Of course, I'm always learning, and I'm still figuring out what is optimal for my flock in the wintertime through small tweaks I do every year. A few years ago I did have two birds with large combs get frostbite, though this seems to have been as a result of me closing too much ventilation in an attempt to keep the girls warmer (and a small flood in the coop from a midwinter warm snap likely didn't help them, either). Every year since, I leave more ventilation open than the last, and every year they seem to do better than when I tried to close them up to hold in heat. Just an observation. ;) Mom and I have discussed making wooden frames with clear plastic stapled in them to prop at an angle over some or all of the windows of my coop. This way they can be left open and plenty of ventilation gets through, but not as much of the snow, rain, and wind comes into the coop.

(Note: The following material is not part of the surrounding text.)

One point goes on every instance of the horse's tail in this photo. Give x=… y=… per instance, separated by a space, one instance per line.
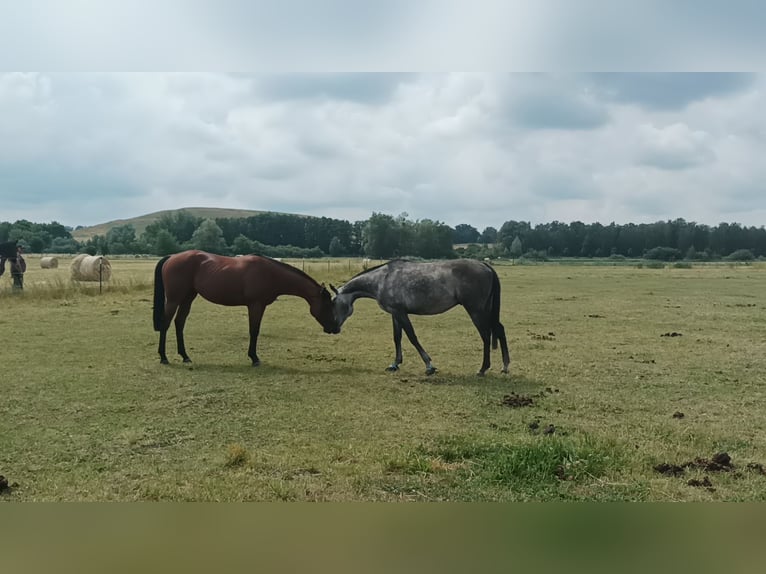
x=159 y=295
x=494 y=303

I think this will be the optimal setup for my coop as far as wintertime ventilation. :)

Editing to add, just to clarify, more ventilation has worked really well for me, but I have always closed the vents that are right next to the roosts in the wintertime so the girls never have any direct airflow (or drafts, if you will) on them in the wintertime.



And on commercial farms using temperature control, well, you're right. They do. However, it's typically more to keep the birds cool than to keep them warm. Chickens put out a LOT of heat on their own and meat birds seem to be like living oil heaters, and in such mass numbers as these birds are kept in in commercial farming operations, those barns quickly heat up. They've got to keep the heat down in those barns efficiently or risk roasting their birds even before they send them to butcher!

On a related note, I have heard that it's okay as of just a few weeks ago, in the case of a flock testing positive for AI, for the birds to be mass culled by the venting/cooling system being shut off in these barns and the birds being left to suffocate in the heat and ammonia they produce. :( I don't know who decides that this kind of thing is okay, but it sure doesn't sound right to me.